What if the dog gets out of the yard?

Your fence may not be strong enough to contain your dog. If the dog is large in size, he or she is very unlikely to climb over your fence. Besides, someone may come along and steal your dog. What are you supposed to do then?

It's time to look at other alternatives. What if you don't want your dog to get out in the first place?

There are alternatives to a physical fence. Perhaps your neighborhood has a neighbor who doesn't need or want to fence his or her yard. Perhaps you can find a way to create a barrier that will contain your dog without fencing it.

Many people have dog runs next to their homes. These can be set up so that the dog can go out when he or she needs to. Many neighborhoods don't allow you to put up a fence and so you can't keep your dog confined. When you do set up a dog run, you need to be careful that it isn't too close to the road or the neighbor's property.

What if the neighbor has a dog that is friendly to a dog?
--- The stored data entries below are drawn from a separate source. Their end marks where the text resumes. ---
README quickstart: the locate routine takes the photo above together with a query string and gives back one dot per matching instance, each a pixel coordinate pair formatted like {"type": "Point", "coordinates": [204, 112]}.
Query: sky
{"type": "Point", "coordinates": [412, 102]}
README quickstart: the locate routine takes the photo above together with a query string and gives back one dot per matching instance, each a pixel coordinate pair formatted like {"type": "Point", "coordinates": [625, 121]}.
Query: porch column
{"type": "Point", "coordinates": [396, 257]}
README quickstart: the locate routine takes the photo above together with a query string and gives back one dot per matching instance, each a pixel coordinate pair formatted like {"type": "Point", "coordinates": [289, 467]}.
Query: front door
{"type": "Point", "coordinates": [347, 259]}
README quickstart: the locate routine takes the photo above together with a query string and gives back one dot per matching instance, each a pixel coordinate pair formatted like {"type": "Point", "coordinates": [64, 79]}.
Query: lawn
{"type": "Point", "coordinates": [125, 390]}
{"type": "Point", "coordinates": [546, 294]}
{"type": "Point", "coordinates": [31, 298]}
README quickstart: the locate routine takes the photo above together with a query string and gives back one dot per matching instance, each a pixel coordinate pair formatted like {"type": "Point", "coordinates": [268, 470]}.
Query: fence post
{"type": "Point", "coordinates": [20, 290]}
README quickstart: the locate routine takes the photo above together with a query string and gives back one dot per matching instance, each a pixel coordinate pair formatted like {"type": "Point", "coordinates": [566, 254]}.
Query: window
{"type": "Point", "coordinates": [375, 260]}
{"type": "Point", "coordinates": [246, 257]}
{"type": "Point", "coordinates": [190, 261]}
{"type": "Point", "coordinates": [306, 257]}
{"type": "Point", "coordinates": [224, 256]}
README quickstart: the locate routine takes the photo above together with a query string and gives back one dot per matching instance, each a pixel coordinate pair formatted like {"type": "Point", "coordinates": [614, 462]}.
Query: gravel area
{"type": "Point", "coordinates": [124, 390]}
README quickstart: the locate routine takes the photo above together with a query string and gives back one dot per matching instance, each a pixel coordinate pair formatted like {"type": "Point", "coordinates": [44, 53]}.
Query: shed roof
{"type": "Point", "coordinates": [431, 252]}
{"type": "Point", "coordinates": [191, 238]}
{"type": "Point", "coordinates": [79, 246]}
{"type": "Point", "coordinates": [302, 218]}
Many times a neighbor may allow his or her dog to roam free when the neighbor is not around. This creates a doggy dilemma. What if you had to return to work and you couldn't take your dog with you? What if you had to go to the movies or another event and you couldn't take your dog?

You may even be able to find a pet sitter, kennel, or house sitter who can keep your dog for short periods when you are not at home. This will be great for your dog, you concerned, and the neighbor.

It can be a challenge to overcome the above obstacles, but you will find help. If you are ready to compromise, find a neighbor, or get a fence installed, then you will find the solution you need to get your puppy or dog fixed.